- Know your type.
There are a few important terms you need to know when shopping for a sports bra. Compression bras are the standard boob-smushing style—not so flattering, but super-supportive. Encapsulation bras keep breasts in separate cups, which can be more comfortable for those with bigger busts (and less sweaty!). And underwire bras offer an extra line of defense against jiggling, although some women find them too uncomfortable for working out. No matter what style you choose, make sure it's made from a moisture-wicking fabric such as COOLMAX® or DriLayer® to keep sweat away from your skin.
- Assess your assets.
Every woman needs support, but different sizes call for different construction. If you're on the small side, you can probably get enough support from a basic compression bra. If your cups runneth over, look for an encapsulation bra with cup sizing (DD, HH, etc.). And don't be afraid to layer bras for extra support. Start with an encapsulation bra to keep 'em separated, then wear a compression bra on top to restrict movement. "Wear whatever combination allows you to be active without having to think about your sports bra," Dale says.
- Gauge your routine.
"Intensity level dictates what type of bra a woman needs," says Yasmeen Anderson, a bra fit expert for Bare Necessities®, the largest online retailer of intimate apparel. Medium-control bras are fine for low-impact workouts like Pilates or yoga, but if you find that your boobs are getting in the way during a plow pose, you may need firmer support. "Fuller-busted women may feel more secure in a more structured garment," Anderson says. "And higher-impact activities like running and kickboxing require extra-firm control garments, irrespective of size."
- Take it for a test drive.
Don't just grab your usual size and make a beeline for the cashier. You'll be spending untold hours in this bra, so take a few minutes in the fitting room to put it through its paces. "Jump up and down," says Danny Koch, fourth-generation owner of Town Shop, a NYC lingerie shop that specializes in bra fitting. "You should be comfortable, firmly held in, and well supported. Your breasts shouldn't be moving up and down or side to side." Jog, twist, and touch your toes to make sure nothing is swinging around or spilling out. Keep trying different sizes and bras by different makers until you find the one that's right for you.
- Check for snug straps. Your straps should fit comfortably. They shouldn't slip off your shoulders, but they shouldn't be painfully tight, either. "The straps do not take on the full support of the garment. The support comes from the band," Anderson says. "If your bra fits well, your straps will not dig." (By the way, this goes for your regular bras as well.) If you have problems with straps sliding down, opt for a racerback style which is more likely to stay put. Some sports bras also come with adjustable straps and multi-hook bands, so you can adjust them to fit your shape and tighten the straps when they start to loosen.
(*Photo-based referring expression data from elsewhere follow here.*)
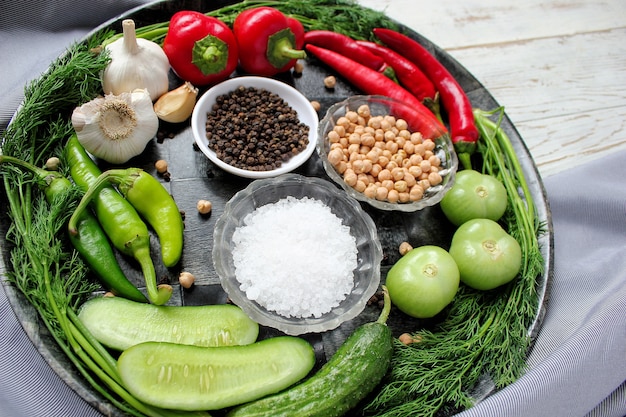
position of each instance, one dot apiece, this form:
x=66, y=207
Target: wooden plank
x=551, y=77
x=484, y=22
x=560, y=143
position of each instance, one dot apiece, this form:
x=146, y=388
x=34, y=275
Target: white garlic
x=116, y=128
x=135, y=63
x=176, y=105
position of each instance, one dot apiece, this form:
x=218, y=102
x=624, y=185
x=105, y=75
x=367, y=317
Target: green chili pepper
x=152, y=201
x=93, y=246
x=119, y=220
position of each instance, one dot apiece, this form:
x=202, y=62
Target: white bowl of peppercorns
x=255, y=127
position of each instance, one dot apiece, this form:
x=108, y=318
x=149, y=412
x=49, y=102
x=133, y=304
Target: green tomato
x=423, y=281
x=474, y=196
x=487, y=256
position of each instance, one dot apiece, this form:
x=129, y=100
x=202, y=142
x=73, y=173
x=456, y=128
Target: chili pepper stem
x=158, y=295
x=103, y=180
x=284, y=49
x=141, y=252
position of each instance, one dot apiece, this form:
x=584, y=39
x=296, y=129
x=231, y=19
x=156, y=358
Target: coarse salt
x=295, y=257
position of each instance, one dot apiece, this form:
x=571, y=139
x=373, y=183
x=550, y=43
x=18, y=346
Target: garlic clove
x=135, y=63
x=176, y=105
x=116, y=128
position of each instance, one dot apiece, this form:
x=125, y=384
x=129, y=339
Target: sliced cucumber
x=184, y=377
x=120, y=323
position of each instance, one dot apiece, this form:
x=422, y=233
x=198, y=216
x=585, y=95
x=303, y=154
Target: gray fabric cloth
x=578, y=364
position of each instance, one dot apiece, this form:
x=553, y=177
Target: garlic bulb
x=116, y=128
x=135, y=63
x=177, y=105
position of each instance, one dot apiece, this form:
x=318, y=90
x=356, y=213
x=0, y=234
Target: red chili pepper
x=201, y=49
x=409, y=74
x=345, y=46
x=460, y=116
x=372, y=82
x=269, y=42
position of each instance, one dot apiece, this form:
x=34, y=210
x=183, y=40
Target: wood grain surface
x=557, y=66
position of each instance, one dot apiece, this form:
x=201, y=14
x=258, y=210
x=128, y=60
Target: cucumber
x=119, y=323
x=353, y=372
x=190, y=378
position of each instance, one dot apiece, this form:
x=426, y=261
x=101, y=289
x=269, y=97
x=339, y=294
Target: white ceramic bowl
x=295, y=99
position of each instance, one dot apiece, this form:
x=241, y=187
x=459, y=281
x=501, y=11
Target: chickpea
x=360, y=186
x=425, y=184
x=354, y=139
x=415, y=159
x=335, y=156
x=409, y=179
x=376, y=169
x=333, y=136
x=381, y=193
x=409, y=148
x=415, y=171
x=350, y=177
x=364, y=111
x=402, y=124
x=392, y=147
x=393, y=196
x=429, y=144
x=385, y=174
x=186, y=279
x=368, y=139
x=204, y=206
x=416, y=193
x=434, y=178
x=397, y=173
x=401, y=186
x=340, y=129
x=370, y=190
x=405, y=134
x=375, y=122
x=316, y=105
x=388, y=184
x=52, y=164
x=434, y=161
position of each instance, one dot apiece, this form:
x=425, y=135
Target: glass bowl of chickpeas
x=380, y=157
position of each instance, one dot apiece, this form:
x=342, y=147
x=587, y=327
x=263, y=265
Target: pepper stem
x=280, y=48
x=386, y=306
x=160, y=294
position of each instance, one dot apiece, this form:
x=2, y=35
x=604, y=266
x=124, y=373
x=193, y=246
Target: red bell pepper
x=409, y=74
x=269, y=42
x=372, y=82
x=201, y=49
x=463, y=129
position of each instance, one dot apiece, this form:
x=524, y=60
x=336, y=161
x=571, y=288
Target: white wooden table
x=557, y=66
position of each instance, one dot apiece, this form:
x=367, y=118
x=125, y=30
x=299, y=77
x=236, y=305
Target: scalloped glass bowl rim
x=295, y=99
x=261, y=192
x=379, y=105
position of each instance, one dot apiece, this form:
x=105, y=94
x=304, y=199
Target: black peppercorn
x=255, y=129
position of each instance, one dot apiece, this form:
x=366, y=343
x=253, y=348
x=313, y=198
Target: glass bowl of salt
x=297, y=254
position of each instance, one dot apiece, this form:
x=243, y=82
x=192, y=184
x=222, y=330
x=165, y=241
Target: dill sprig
x=485, y=334
x=343, y=16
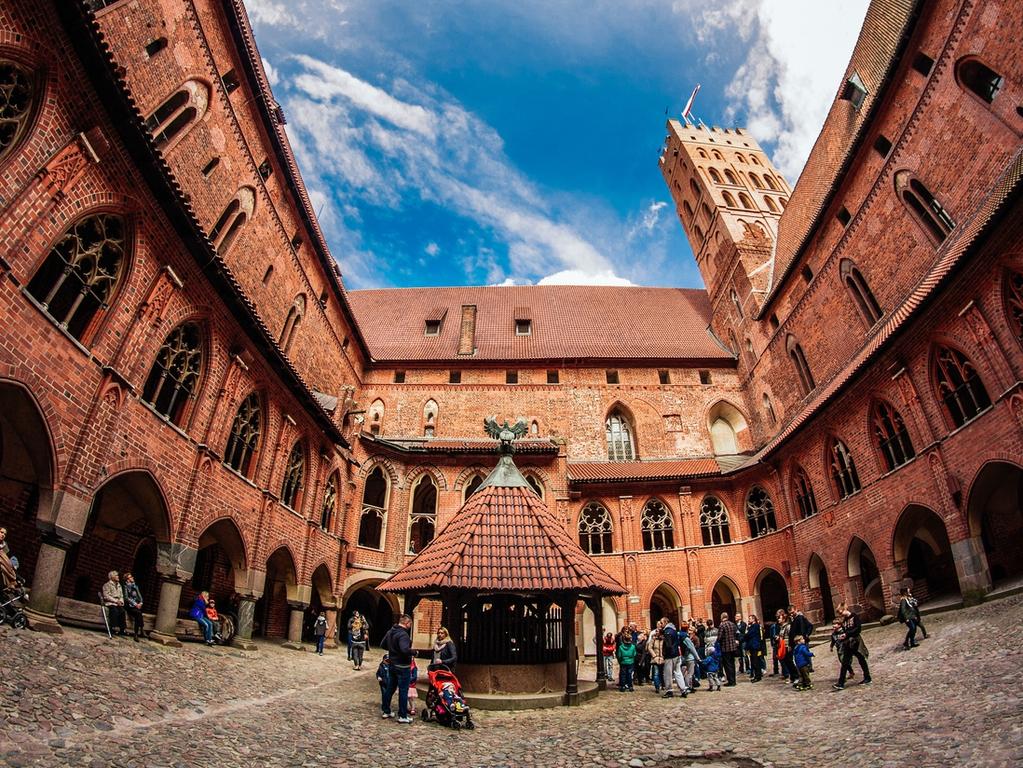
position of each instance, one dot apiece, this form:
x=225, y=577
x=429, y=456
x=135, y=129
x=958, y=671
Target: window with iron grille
x=374, y=498
x=175, y=373
x=714, y=522
x=245, y=436
x=329, y=502
x=658, y=530
x=619, y=435
x=424, y=516
x=80, y=274
x=17, y=94
x=291, y=489
x=760, y=512
x=803, y=491
x=843, y=469
x=893, y=438
x=959, y=386
x=595, y=530
x=1014, y=303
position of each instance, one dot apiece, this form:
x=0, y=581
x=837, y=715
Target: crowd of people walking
x=680, y=660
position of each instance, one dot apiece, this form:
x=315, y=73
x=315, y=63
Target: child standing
x=802, y=656
x=712, y=666
x=626, y=662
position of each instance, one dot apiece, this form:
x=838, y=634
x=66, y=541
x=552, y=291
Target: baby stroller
x=10, y=603
x=444, y=701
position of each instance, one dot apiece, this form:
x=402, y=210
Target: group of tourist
x=682, y=658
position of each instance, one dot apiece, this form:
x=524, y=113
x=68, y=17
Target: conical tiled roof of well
x=504, y=538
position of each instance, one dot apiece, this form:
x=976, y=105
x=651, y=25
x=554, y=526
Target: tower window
x=979, y=78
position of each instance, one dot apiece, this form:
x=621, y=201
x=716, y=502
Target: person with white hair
x=114, y=602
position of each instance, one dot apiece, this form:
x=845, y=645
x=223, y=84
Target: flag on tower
x=688, y=104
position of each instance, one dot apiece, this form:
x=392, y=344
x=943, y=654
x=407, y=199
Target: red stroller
x=444, y=701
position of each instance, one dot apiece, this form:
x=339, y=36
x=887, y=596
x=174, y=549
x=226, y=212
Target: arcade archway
x=923, y=554
x=995, y=513
x=772, y=594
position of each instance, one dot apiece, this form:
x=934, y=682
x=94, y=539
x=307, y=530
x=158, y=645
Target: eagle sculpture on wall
x=506, y=432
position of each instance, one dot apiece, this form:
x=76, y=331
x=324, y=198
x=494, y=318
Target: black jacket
x=398, y=644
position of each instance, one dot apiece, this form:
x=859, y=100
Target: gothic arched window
x=803, y=491
x=658, y=530
x=843, y=468
x=423, y=521
x=17, y=96
x=925, y=207
x=959, y=386
x=472, y=486
x=619, y=436
x=891, y=436
x=795, y=351
x=179, y=113
x=869, y=308
x=760, y=512
x=245, y=436
x=374, y=498
x=174, y=376
x=237, y=213
x=80, y=274
x=329, y=502
x=714, y=522
x=295, y=472
x=595, y=530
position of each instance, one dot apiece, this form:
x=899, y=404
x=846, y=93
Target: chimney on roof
x=466, y=332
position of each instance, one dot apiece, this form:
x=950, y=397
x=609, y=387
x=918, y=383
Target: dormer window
x=854, y=91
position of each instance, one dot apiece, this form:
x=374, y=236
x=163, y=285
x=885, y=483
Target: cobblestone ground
x=81, y=699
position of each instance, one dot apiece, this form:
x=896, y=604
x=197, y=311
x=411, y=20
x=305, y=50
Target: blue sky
x=471, y=142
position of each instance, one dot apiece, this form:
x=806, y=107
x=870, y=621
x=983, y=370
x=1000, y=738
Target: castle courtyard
x=82, y=699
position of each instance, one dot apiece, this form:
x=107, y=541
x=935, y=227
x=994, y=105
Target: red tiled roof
x=885, y=28
x=954, y=250
x=568, y=321
x=456, y=445
x=506, y=540
x=621, y=471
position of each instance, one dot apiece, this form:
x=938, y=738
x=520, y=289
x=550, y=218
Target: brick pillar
x=166, y=627
x=243, y=632
x=45, y=582
x=295, y=626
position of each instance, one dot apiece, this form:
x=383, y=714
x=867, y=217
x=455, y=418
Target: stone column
x=166, y=627
x=243, y=632
x=972, y=570
x=295, y=626
x=45, y=583
x=331, y=625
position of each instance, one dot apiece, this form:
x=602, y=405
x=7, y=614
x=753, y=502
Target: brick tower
x=728, y=197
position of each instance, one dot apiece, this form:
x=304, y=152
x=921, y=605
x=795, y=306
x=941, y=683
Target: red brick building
x=187, y=390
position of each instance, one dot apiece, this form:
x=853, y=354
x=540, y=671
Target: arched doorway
x=128, y=517
x=866, y=579
x=816, y=578
x=724, y=599
x=26, y=472
x=379, y=608
x=281, y=585
x=772, y=593
x=923, y=554
x=221, y=565
x=665, y=602
x=995, y=513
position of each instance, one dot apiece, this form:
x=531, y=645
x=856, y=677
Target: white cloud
x=577, y=277
x=797, y=52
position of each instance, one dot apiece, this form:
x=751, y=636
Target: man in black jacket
x=398, y=644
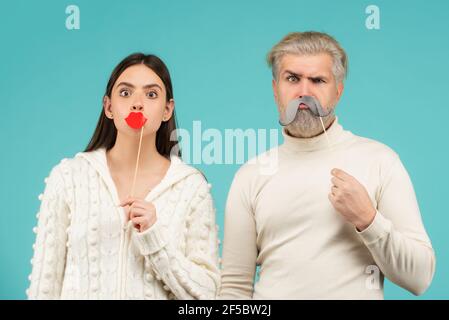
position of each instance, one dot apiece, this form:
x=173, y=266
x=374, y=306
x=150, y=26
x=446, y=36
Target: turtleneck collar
x=335, y=133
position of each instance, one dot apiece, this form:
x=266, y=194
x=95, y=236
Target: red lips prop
x=136, y=120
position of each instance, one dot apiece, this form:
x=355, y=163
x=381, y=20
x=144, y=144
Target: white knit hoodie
x=85, y=250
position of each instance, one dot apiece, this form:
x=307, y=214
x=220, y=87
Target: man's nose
x=303, y=89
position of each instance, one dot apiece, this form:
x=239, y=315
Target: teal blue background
x=52, y=81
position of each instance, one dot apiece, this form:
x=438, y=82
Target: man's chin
x=298, y=132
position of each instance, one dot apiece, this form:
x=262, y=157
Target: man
x=340, y=212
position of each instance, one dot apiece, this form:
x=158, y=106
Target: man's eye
x=152, y=94
x=318, y=80
x=124, y=93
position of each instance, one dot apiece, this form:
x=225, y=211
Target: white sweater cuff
x=151, y=240
x=379, y=228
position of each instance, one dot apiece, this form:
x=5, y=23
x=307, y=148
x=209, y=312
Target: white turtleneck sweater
x=85, y=250
x=284, y=223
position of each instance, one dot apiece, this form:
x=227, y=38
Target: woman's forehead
x=140, y=76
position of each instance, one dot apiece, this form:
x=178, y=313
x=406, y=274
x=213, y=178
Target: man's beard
x=307, y=125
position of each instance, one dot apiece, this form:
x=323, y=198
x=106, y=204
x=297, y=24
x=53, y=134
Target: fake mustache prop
x=293, y=108
x=312, y=104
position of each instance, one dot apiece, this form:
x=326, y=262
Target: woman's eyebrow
x=151, y=85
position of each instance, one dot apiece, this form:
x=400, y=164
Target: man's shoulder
x=374, y=148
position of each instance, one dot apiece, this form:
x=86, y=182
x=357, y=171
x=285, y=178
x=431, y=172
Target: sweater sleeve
x=49, y=257
x=240, y=242
x=193, y=274
x=396, y=238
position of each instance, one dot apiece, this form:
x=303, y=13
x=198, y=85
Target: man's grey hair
x=309, y=43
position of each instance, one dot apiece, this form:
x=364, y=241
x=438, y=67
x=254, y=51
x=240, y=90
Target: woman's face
x=138, y=89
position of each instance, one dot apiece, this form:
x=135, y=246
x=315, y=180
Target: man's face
x=307, y=75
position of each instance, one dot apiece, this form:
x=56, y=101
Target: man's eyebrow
x=151, y=85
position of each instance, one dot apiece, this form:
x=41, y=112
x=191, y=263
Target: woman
x=94, y=241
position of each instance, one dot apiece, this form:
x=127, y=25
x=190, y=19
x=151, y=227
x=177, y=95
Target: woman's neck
x=123, y=155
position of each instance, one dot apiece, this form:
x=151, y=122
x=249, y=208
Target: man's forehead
x=307, y=64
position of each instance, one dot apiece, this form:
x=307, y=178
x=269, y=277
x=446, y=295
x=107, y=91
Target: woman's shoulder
x=193, y=176
x=67, y=166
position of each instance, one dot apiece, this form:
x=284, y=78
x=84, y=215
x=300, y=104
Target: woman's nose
x=137, y=107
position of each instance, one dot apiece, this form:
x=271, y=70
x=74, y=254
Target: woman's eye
x=152, y=94
x=124, y=93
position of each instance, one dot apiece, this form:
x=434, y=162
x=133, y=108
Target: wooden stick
x=327, y=138
x=137, y=163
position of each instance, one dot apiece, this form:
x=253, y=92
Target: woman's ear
x=107, y=107
x=168, y=110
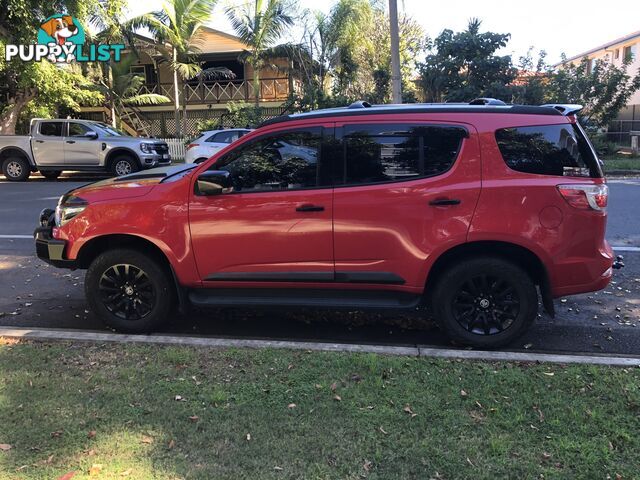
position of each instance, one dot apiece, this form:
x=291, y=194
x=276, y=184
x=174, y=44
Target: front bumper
x=152, y=160
x=50, y=249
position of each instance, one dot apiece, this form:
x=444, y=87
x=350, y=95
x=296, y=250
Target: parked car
x=77, y=145
x=210, y=142
x=474, y=211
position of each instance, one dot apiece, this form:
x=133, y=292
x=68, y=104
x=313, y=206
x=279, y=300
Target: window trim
x=321, y=148
x=340, y=136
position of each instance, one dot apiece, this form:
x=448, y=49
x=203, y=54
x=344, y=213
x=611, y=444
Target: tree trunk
x=176, y=93
x=9, y=118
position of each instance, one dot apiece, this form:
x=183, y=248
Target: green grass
x=66, y=407
x=620, y=162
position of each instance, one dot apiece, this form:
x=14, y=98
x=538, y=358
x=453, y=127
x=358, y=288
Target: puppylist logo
x=61, y=39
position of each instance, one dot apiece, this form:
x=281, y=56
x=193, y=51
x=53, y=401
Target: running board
x=314, y=298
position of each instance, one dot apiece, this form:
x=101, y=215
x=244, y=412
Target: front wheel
x=16, y=169
x=129, y=291
x=485, y=302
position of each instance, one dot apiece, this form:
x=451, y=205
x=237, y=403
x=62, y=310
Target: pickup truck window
x=78, y=129
x=51, y=129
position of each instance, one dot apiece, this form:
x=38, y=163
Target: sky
x=556, y=26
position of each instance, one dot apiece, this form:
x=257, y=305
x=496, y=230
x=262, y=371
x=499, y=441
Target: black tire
x=124, y=165
x=123, y=299
x=16, y=169
x=485, y=302
x=51, y=174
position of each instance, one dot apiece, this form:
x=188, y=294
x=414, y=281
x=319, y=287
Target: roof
x=356, y=110
x=604, y=46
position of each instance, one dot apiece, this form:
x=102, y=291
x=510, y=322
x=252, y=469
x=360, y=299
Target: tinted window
x=285, y=161
x=51, y=129
x=384, y=153
x=78, y=129
x=560, y=150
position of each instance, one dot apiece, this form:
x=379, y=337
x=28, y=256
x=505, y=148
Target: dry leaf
x=95, y=469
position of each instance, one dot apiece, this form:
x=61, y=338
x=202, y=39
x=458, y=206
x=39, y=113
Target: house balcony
x=208, y=92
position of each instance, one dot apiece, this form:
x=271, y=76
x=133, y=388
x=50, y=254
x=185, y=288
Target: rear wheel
x=124, y=165
x=485, y=302
x=129, y=291
x=51, y=174
x=16, y=169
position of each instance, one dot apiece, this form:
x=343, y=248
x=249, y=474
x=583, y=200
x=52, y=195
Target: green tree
x=177, y=31
x=41, y=87
x=260, y=25
x=602, y=88
x=462, y=66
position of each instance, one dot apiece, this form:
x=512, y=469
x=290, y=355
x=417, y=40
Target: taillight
x=585, y=197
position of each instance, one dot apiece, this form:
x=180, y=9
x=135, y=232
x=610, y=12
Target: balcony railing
x=271, y=89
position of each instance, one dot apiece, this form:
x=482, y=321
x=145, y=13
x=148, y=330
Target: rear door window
x=559, y=150
x=379, y=153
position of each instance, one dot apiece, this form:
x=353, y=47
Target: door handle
x=310, y=208
x=443, y=202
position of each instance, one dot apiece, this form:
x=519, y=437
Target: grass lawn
x=621, y=162
x=143, y=412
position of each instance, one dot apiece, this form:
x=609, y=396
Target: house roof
x=604, y=46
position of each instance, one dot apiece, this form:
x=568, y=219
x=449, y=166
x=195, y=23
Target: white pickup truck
x=77, y=145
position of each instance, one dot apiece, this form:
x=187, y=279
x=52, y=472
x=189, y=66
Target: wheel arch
x=519, y=255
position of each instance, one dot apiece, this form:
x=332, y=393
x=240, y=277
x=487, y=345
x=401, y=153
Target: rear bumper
x=50, y=249
x=596, y=272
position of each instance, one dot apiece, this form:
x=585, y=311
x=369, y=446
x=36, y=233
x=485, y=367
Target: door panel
x=79, y=150
x=48, y=143
x=276, y=225
x=389, y=230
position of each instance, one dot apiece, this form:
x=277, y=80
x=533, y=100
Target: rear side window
x=559, y=150
x=378, y=153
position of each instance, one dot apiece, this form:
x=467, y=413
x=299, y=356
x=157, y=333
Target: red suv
x=474, y=210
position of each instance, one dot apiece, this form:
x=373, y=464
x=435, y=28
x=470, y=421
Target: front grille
x=161, y=148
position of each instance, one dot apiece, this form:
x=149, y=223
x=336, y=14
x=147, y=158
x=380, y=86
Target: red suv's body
x=373, y=206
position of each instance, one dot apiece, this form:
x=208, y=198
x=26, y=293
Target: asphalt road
x=34, y=294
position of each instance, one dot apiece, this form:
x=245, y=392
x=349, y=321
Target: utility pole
x=396, y=79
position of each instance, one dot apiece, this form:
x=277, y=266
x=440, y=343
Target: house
x=617, y=51
x=204, y=98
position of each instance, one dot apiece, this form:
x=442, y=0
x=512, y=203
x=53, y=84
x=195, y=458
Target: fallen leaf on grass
x=95, y=469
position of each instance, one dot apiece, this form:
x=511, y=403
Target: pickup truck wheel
x=485, y=302
x=123, y=165
x=16, y=169
x=129, y=291
x=51, y=174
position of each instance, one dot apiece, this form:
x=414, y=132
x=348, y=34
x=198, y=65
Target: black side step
x=315, y=298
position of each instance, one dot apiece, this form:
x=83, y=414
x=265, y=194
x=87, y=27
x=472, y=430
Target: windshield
x=110, y=131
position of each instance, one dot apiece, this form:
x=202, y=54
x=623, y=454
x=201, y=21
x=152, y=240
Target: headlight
x=68, y=208
x=146, y=147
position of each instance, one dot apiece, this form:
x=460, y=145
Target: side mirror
x=214, y=182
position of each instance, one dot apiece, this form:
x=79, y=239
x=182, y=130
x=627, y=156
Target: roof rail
x=360, y=104
x=565, y=108
x=486, y=101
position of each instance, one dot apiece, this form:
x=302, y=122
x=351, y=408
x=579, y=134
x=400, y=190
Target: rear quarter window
x=558, y=150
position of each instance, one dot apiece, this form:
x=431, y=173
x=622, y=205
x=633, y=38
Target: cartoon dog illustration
x=60, y=29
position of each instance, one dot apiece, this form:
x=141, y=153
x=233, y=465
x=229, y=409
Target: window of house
x=560, y=150
x=282, y=161
x=51, y=129
x=78, y=129
x=378, y=153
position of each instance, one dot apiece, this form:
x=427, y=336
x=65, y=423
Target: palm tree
x=259, y=25
x=176, y=30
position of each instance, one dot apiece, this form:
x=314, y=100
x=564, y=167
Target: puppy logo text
x=61, y=39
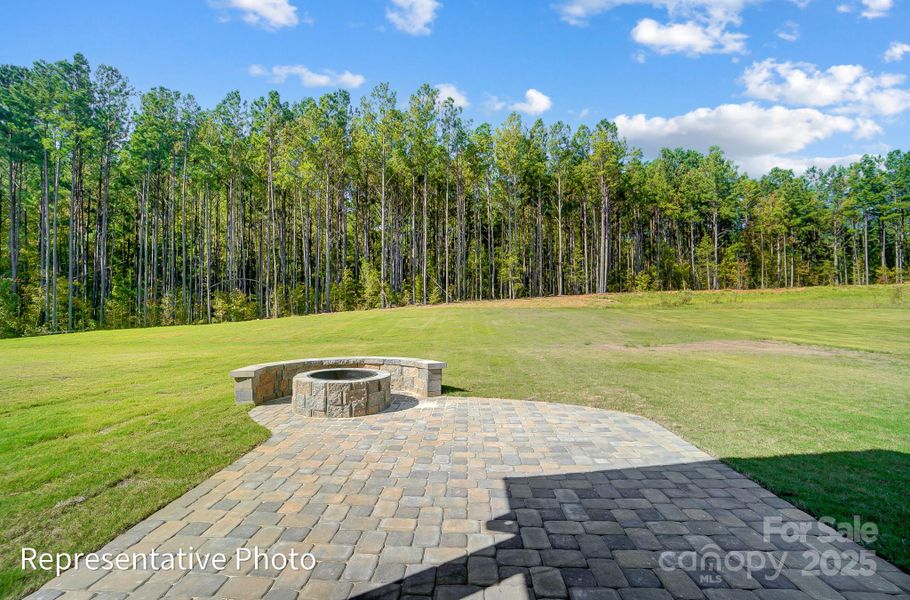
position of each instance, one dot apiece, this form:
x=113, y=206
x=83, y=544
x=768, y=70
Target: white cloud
x=413, y=17
x=493, y=104
x=269, y=14
x=789, y=31
x=449, y=90
x=695, y=26
x=845, y=88
x=754, y=136
x=896, y=51
x=876, y=8
x=308, y=78
x=535, y=103
x=687, y=38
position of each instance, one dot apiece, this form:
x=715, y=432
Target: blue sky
x=785, y=82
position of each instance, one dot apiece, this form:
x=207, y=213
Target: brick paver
x=481, y=498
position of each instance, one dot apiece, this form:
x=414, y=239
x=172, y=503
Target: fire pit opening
x=338, y=393
x=343, y=374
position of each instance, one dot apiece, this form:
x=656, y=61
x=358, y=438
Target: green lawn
x=97, y=430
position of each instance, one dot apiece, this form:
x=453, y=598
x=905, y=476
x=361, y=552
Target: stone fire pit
x=336, y=393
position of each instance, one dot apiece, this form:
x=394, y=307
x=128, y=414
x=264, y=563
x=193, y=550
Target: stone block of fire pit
x=339, y=393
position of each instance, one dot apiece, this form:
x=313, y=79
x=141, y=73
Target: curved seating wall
x=270, y=381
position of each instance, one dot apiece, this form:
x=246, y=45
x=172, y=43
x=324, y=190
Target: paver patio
x=480, y=498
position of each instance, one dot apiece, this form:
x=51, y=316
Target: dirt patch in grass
x=747, y=346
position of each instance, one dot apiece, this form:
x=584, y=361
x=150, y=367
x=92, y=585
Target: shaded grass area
x=97, y=430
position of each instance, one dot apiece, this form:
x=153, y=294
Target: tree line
x=125, y=210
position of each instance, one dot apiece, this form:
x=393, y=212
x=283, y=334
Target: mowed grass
x=98, y=430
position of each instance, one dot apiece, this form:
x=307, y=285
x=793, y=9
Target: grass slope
x=97, y=430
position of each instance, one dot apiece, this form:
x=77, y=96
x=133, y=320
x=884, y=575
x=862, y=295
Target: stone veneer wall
x=340, y=398
x=270, y=381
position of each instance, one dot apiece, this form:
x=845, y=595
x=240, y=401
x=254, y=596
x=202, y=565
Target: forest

- Handle with care. Fabrics can break down over time, so to get the most support out of your sports bra; treat it like lingerie, not like workout gear. "Wash sports bras in cold water on the delicate cycle, with mild detergent," Dale says. "Hook up any loose hardware, and place them in a lingerie bag first. And don't put a bra in the dryer, because high heat destroys elasticity and breaks down the fabric." A little extra effort in the laundry room will go a long way. Take care of your sports bra and it will take care of you.